Update README.md

4a4c5ce verified 2 days ago

5.34 kB

	---
	language:
	- en
	license: other
	library_name: transformers
	pipeline_tag: text-generation
	tags:
	- python
	- code-generation
	- code-assistant
	- causal-lm
	- full-finetune
	- hunyuan
	- transformers
	- safetensors
	- instruct
	base_model:
	- tencent/Hunyuan-0.5B-Instruct
	model-index:
	- name: Hunyuan-PythonGOD-0.5B
	results: []
	datasets:
	- WithinUsAI/Python_GOD_Coder_Omniforge_AI_12k
	- WithinUsAI/Python_GOD_Coder_5k
	- WithinUsAI/Legend_Python_CoderV.1
	---

	# Hunyuan-PythonGOD-0.5B

	Hunyuan-PythonGOD-0.5B is a Python-focused full fine-tune of `tencent/Hunyuan-0.5B-Instruct`, built for code generation, coding assistance, implementation tasks, and instruction-following for Python-heavy workflows.

	This release is intended as a compact coding model that keeps the small footprint of the 0.5B Hunyuan base while shifting its behavior toward practical Python generation and code-oriented responses.

	## Model Details

	### Model Description

	- Model name: `gss1147/Hunyuan-PythonGOD-0.5B`
	- Base model: `tencent/Hunyuan-0.5B-Instruct`
	- Architecture: causal decoder-only language model
	- Model family tag: `hunyuan_v1_dense`
	- Primary domain: Python coding / coding assistant
	- Parameter count: ~0.5B
	- Weights format: safetensors
	- Tensor type in repo: F16

	### Developed by

	- Shared by: `gss1147`

	### Finetuned from model

	- `tencent/Hunyuan-0.5B-Instruct`

	## Intended Uses

	### Direct Use

	This model is intended for:

	- Python function generation
	- Python script writing
	- debugging-oriented coding help
	- implementation tasks
	- code completion
	- coding chat assistants
	- lightweight local or cloud inference where a small coding model is preferred

	### Downstream Use

	Possible downstream uses include:

	- code copilots
	- coding bots
	- Python tutoring helpers
	- automation script generation
	- benchmark experimentation for small code LLMs

	### Out-of-Scope Use

	This model is not designed for:

	- safety-critical code deployment without human review
	- medical, legal, or financial decision support
	- secure production code without auditing
	- autonomous execution pipelines without sandboxing
	- guaranteed factual or bug-free code generation

	## Training Details

	### Training Objective

	This model was trained as a full fine-tune, not as an adapter-only release.

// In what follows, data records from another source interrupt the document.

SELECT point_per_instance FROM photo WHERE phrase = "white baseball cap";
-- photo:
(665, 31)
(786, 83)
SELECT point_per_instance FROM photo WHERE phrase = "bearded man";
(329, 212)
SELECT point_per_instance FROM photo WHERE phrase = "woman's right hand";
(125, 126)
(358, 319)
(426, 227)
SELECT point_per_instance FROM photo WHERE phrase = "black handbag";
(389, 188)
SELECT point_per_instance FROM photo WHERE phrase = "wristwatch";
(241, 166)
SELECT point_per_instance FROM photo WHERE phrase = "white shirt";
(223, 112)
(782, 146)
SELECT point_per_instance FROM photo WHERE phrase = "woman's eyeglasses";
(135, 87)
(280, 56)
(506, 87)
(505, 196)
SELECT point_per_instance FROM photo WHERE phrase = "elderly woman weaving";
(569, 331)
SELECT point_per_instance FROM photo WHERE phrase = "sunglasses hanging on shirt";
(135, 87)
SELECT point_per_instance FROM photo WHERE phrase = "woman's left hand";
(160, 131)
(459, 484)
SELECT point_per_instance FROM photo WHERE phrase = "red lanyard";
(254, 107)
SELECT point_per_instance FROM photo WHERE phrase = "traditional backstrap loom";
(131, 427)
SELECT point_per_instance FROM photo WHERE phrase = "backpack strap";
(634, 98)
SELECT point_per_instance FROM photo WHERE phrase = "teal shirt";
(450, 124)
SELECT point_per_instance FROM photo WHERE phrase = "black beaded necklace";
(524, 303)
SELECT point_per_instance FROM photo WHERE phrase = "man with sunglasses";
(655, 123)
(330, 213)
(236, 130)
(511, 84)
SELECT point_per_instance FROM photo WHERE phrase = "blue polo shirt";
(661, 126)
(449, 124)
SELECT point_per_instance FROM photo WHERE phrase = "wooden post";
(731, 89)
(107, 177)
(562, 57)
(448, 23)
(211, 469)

	Based on the training workflow you described and the run logs you shared, this release is meant to represent:

	- full-parameter fine-tuning
	- no LoRA
	- no QLoRA
	- no PEFT adapters in the final model
	- standard exported Hugging Face model weights

	### Training Data

	This model was trained on the following datasets:

	- `WithinUsAI/Python_GOD_Coder_Omniforge_AI_12k`
	- `WithinUsAI/Python_GOD_Coder_5k`
	- `WithinUsAI/Legend_Python_CoderV.1`

	From the training logs you shared, the combined training corpus used:

	- 11,760 rows from `Python_GOD_Coder_Omniforge_AI_12k`
	- 5,000 rows from `Python_GOD_Coder_5k`
	- 5,000 rows from `Legend_Python_CoderV.1`

	Total rows: 21,760

	### Training Procedure

	From the training setup you shared, this model was trained with:

	- dual-GPU Kaggle training
	- DeepSpeed-assisted distributed training
	- full model fine-tuning
	- evaluation during training
	- final-save upload flow to Hugging Face

	### Sequence Length

	- Practical fine-tuning sequence length: 4096 tokens

	### Context Window Note

	If the base model family exposes larger context metadata in config fields, that should not be taken as proof that the full fine-tuning run itself was performed at that larger length. This release should be treated as fine-tuned at 4096 tokens unless revalidated separately.

	## Evaluation

	Formal benchmark results are not finalized in this card.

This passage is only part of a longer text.